UCR receiving $6.9 million for planning stages of 'MRB1' to provide space for more faculty researchers

Photo by Carlos Puma

Photo by Carlos Puma

The UC Board of Regents approved $6.9 million for the planning stages of a new building on campus that will support multidisciplinary research, and will help provide space for an expanded group of faculty researchers.

Called “Multidisciplinary Research Building 1” or “MRB1” for short, the new building will contain about 90,000 square feet of useable space to provide labs and other facilities for the teams surrounding 40 to 50 new faculty members. It will sit just north of the Material Science Building.

“The only way to best serve our students and California is to grow our faculty,” UCR Chancellor Kim A. Wilcox told a subcommittee of the Regents at a meeting in Irvine on Sept. 16. “We have significant research excellence, but not at a scale that allows us to fully realize our potential.”

Wilcox and a team of administrators presented future plans that include renovating some existing facilities, adding a third engineering building, and a second multidisciplinary research building.

The goal is to bring UCR’s student/faculty ratios down to 23 to 1, which is about the average for the UC system.

Barbara Lloyd, a project manager for the campus’ expansion study, said some of UCR’s older buildings will be renovated, including Batchelor, Pierce, Boyce, and Fawcett Lab. The campus owns land to the north of campus that is available for expansion, if necessary.

At one point the campus plan included a lot of building across Highway 60, to the west of the campus, in agricultural lands. But that is no longer the case, Lloyd said. “The new thinking is to protect a compact footprint in the academic center of campus, because that will provide more faculty-student interaction across disciplines,” she said.

In the Spring, UCR hosted “Visioning Workshops” that asked the campus community and nearby neighbors to imagine what UCR will look like in 2025. The updated study document is due back in mid-December.
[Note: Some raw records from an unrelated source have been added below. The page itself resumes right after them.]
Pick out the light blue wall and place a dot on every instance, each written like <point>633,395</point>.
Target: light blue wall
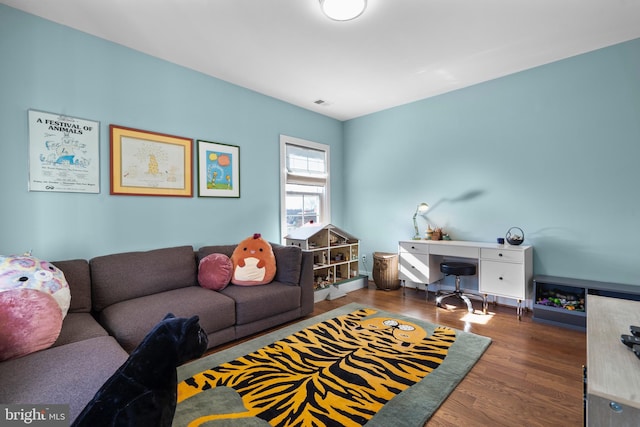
<point>49,67</point>
<point>553,150</point>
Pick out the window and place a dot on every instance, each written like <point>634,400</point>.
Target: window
<point>304,184</point>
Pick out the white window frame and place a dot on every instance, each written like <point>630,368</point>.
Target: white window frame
<point>325,207</point>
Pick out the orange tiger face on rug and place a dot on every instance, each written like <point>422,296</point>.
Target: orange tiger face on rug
<point>339,371</point>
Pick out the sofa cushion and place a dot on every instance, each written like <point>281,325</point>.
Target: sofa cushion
<point>288,264</point>
<point>69,374</point>
<point>220,249</point>
<point>259,302</point>
<point>214,271</point>
<point>129,321</point>
<point>125,276</point>
<point>79,279</point>
<point>78,327</point>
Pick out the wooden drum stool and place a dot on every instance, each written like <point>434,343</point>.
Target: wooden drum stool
<point>385,271</point>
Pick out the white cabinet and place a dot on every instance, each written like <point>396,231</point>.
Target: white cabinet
<point>503,270</point>
<point>506,272</point>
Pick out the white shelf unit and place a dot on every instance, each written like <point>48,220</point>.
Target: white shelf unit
<point>335,253</point>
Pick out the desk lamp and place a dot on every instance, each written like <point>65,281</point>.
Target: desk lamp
<point>421,209</point>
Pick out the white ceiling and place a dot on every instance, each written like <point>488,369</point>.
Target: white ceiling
<point>397,52</point>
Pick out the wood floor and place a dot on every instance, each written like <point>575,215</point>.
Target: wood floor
<point>531,374</point>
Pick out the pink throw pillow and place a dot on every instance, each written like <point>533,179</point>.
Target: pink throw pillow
<point>215,271</point>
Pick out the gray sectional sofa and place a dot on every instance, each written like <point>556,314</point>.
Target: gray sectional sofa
<point>116,299</point>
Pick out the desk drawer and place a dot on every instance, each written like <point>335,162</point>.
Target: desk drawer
<point>502,255</point>
<point>414,247</point>
<point>454,250</point>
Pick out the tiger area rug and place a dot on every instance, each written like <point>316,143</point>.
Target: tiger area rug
<point>348,367</point>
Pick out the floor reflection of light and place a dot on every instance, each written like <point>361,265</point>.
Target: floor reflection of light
<point>477,318</point>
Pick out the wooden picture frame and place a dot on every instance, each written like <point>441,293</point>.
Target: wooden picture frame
<point>147,163</point>
<point>218,169</point>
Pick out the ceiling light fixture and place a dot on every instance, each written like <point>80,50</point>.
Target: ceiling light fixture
<point>343,10</point>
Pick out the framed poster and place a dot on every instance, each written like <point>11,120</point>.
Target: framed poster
<point>64,153</point>
<point>150,164</point>
<point>218,170</point>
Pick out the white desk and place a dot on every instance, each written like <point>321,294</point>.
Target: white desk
<point>503,270</point>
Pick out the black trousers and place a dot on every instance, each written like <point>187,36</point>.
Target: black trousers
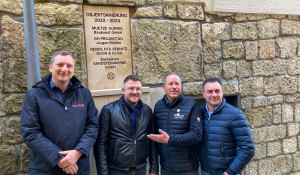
<point>164,172</point>
<point>131,171</point>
It will cover some of the non academic needs of the campus as well, including new family housing, an events center, and expanded space for a student health facility.

Lloyd said all future building is contingent on available funding. In many cases, that consists of public bond money paid back by the campus over time.

“We can also lease space off site if faculty growth outpaces campus lab space,” she said.